In Eric Burns’ generously complimentary Best Practices Websnark, he comments on how maintaining a buffer and working ahead is a best practice. (He also names me “king of Best Practices,” rendering my adverb-adjective combination “generously complimentary” an understatement fit for the Papacy of understatements, but let’s not mince words)

In the commentary below the blog some very legitimate questions are raised about working ahead. Can cartoonists who work ahead be spontaneous? Can they interact with their audiences? Can they be as off-the-cuff funny as JIT (Just In Time) cartoonists? Is the Best Practice of maintaining a buffer at fault for making syndicate comics so uniformly stale?

I don’t seek to answer those questions here — I’m just pointing out that they get raised, and they’re valid. I’ve been woolgathering on the subject ever since the snark aired.

This morning I realized why, for me at least, the buffer is so important for the QUALITY of the strip, as opposed to the sheer QUANTITY required for unbroken daily updates over the course of four years.

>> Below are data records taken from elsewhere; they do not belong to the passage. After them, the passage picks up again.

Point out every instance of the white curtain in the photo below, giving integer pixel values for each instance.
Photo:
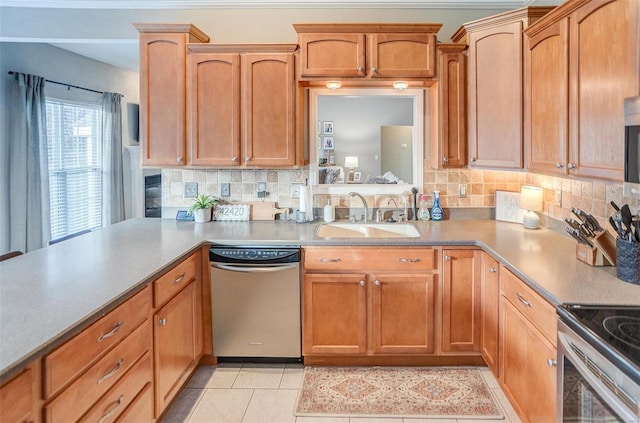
(29, 174)
(112, 173)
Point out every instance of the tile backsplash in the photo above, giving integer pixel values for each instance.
(591, 196)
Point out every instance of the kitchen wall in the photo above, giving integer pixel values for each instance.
(62, 66)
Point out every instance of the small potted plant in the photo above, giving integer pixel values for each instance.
(202, 207)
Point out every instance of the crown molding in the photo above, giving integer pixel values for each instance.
(213, 4)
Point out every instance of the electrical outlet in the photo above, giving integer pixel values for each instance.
(295, 190)
(557, 197)
(225, 189)
(462, 190)
(262, 189)
(190, 189)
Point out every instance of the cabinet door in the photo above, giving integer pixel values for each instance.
(403, 313)
(163, 98)
(546, 99)
(495, 96)
(604, 69)
(214, 109)
(451, 140)
(332, 54)
(490, 302)
(334, 314)
(527, 365)
(461, 300)
(175, 344)
(402, 55)
(268, 109)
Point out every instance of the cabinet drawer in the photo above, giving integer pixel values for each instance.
(116, 401)
(174, 280)
(16, 397)
(81, 395)
(369, 258)
(71, 358)
(535, 308)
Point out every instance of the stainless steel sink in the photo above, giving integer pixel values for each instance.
(367, 230)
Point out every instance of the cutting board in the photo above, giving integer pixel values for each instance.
(265, 210)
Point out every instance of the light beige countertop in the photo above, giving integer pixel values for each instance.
(47, 296)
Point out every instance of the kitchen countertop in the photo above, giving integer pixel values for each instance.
(49, 295)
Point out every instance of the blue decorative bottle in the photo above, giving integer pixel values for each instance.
(436, 210)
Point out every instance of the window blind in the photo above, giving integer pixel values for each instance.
(75, 174)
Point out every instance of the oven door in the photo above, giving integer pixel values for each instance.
(591, 389)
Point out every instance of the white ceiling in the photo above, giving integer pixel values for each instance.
(102, 29)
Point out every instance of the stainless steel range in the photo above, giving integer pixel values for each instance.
(599, 363)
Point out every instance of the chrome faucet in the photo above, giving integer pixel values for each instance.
(364, 203)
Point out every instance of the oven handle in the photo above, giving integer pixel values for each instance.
(256, 269)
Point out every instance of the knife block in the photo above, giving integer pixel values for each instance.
(591, 255)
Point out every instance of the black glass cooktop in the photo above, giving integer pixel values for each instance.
(615, 328)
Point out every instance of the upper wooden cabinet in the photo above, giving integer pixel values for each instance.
(367, 50)
(495, 86)
(449, 103)
(581, 61)
(241, 105)
(163, 52)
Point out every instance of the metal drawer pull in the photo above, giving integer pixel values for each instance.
(404, 260)
(112, 372)
(111, 410)
(323, 260)
(111, 332)
(522, 300)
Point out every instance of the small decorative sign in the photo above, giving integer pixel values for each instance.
(508, 207)
(232, 212)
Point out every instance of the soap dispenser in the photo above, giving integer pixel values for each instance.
(329, 212)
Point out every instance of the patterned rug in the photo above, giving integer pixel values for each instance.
(428, 392)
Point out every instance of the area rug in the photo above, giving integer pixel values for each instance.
(427, 392)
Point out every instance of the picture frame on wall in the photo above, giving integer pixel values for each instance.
(327, 143)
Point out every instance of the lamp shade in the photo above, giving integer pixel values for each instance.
(351, 161)
(531, 198)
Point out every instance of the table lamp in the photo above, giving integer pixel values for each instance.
(351, 162)
(531, 200)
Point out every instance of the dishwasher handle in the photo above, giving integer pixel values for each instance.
(254, 269)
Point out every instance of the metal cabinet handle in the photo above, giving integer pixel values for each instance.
(324, 260)
(405, 260)
(112, 332)
(522, 300)
(111, 410)
(110, 373)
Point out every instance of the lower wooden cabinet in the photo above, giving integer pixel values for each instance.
(175, 344)
(490, 305)
(461, 300)
(528, 373)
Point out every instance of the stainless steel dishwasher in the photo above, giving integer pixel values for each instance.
(255, 301)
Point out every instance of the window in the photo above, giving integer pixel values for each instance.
(75, 173)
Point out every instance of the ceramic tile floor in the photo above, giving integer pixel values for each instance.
(266, 393)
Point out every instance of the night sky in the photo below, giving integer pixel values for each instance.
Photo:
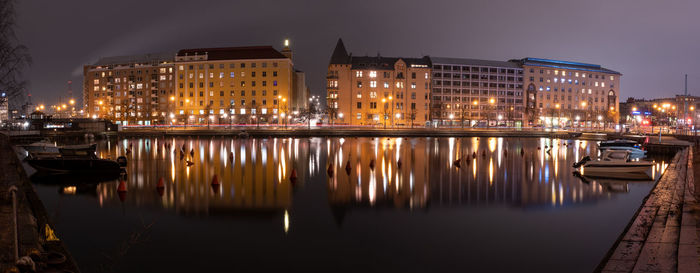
(653, 43)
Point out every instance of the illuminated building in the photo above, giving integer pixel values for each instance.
(561, 93)
(237, 85)
(389, 91)
(130, 89)
(476, 91)
(4, 109)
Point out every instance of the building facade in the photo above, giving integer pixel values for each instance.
(4, 110)
(387, 91)
(196, 86)
(673, 111)
(470, 92)
(233, 85)
(561, 93)
(130, 90)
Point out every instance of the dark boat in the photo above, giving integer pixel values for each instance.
(73, 161)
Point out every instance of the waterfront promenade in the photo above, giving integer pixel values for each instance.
(664, 235)
(32, 220)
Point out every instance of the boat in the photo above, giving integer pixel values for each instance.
(73, 161)
(612, 164)
(623, 145)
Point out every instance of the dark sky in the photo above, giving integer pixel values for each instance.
(653, 43)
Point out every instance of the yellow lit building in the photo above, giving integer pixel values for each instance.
(378, 90)
(562, 93)
(235, 85)
(129, 89)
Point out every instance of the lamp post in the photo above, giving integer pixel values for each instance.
(476, 104)
(391, 105)
(385, 111)
(492, 101)
(583, 107)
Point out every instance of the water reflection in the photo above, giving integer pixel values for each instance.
(227, 175)
(260, 175)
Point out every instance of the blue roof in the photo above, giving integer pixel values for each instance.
(566, 65)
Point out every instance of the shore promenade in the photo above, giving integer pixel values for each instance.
(664, 234)
(33, 237)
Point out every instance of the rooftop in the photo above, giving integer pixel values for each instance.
(144, 58)
(234, 53)
(472, 62)
(565, 65)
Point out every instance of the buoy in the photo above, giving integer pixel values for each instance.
(293, 176)
(122, 186)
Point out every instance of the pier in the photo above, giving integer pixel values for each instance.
(26, 231)
(663, 235)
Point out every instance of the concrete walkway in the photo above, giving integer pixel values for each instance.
(31, 214)
(663, 236)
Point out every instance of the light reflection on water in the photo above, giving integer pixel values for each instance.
(344, 187)
(398, 172)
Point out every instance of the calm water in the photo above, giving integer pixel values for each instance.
(501, 211)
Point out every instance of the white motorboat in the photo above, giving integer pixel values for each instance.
(623, 145)
(613, 164)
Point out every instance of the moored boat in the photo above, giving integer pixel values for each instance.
(73, 161)
(623, 145)
(612, 163)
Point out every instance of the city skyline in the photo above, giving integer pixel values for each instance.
(629, 43)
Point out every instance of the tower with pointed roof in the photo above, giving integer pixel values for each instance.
(377, 90)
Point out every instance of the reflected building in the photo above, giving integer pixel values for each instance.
(254, 175)
(453, 172)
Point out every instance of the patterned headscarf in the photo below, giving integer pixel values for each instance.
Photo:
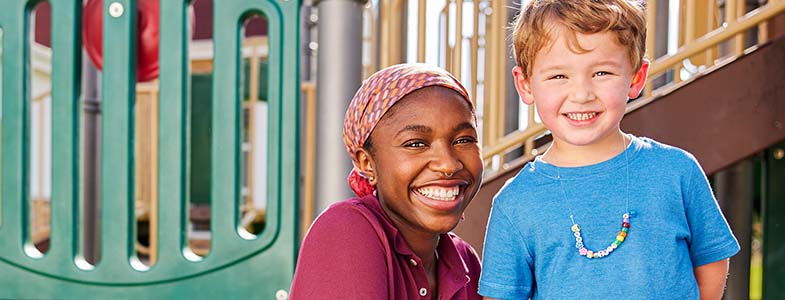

Yesterday sucked, buffer-wise. I got two strips pencilled and inked, and I WANTED to get seven. I got stuck on what should have been an easy row, but the pencilling just wouldn’t flow. I mean, I could have scratched some faces out and inked them, and had the deadline been a critical one I would have. Depressed about my failure to deliver the goods (to me, not to you… you GOT your goods last night) I went to bed hoping the morning would bring a fresh look at things.

Well, it did. I sat down this morning and a fresh look at the script resulted in pencil work that was funnier and better story-wise than anything I could have forced out yesterday. Sure, I still WISH I’d been able to do this yesterday, and I’ve got my work cut out for me TODAY if I’m going to meet my goal for buffer-building this week, but I haven’t allowed that goal to compromise the quality of the strip.

If I were pencilling, inking, coloring, and uploading one strip per day, every day, then on the days when I’m uninspired, unfunny, and non-productive, you’d get crap instead of Schlock (an ironic turn of phrase, I know). And now, I’ve got stuff to get back to. A stack of scripts awaits my freshly-perspectificated (no, it’s not a word. Sue me) pencils.

–Howard

Ah, to be in fifth grade again

One of the reasons I sit next to my daughter in Art Class is to keep her focused. She’s been in this class for almost a year now, and went through a rough patch where she was making trouble instead of making art, and it’s good to see her off that particular patch and making art again.

One side-effect of sitting in a room full of 10-year-olds is that I get to listen to them converse. Mostly I remain silent, smiling to myself as I remember the kinds of inanity that sprung from MY lips 27 years ago. One conversation, though, required my commentary:

Apparently a few of the kids have a friend/acquaintance at school who has undergone chemotherapy, and has lost all her hair. One of the boys was insensitive enough to remark rather honestly (I thought) “she looks kind of silly with no hair.” The girl sitting across from him started working him over with a fairly inexpert version of the “you need to be more sensitive about how others look when they can’t control how they look” lecture.

I interrupted her without looking up from my artwork: “people with no hair DO look kind of silly.”

I didn’t say anything else, and I never looked up. The kids giggled, apparently amused and bemused at the thought that a person with a particular trait could make fun of that trait, and with completely deadpan delivery, no less, and the conversation veered off in other directions.

Hopefully they learn to do it themselves — being able to laugh at yourself allows you not so much to deflect scorn and criticism as to negate its effect altogether. Cruel little 10-year-olds stop making fun of you when they find out that A) you’re better at it than they are, and B) it doesn’t bother you. I hope their bald friend learns it too. She’s got a tougher row to hoe than most. Being a bald, fifth-grade girl… I shudder at the thought.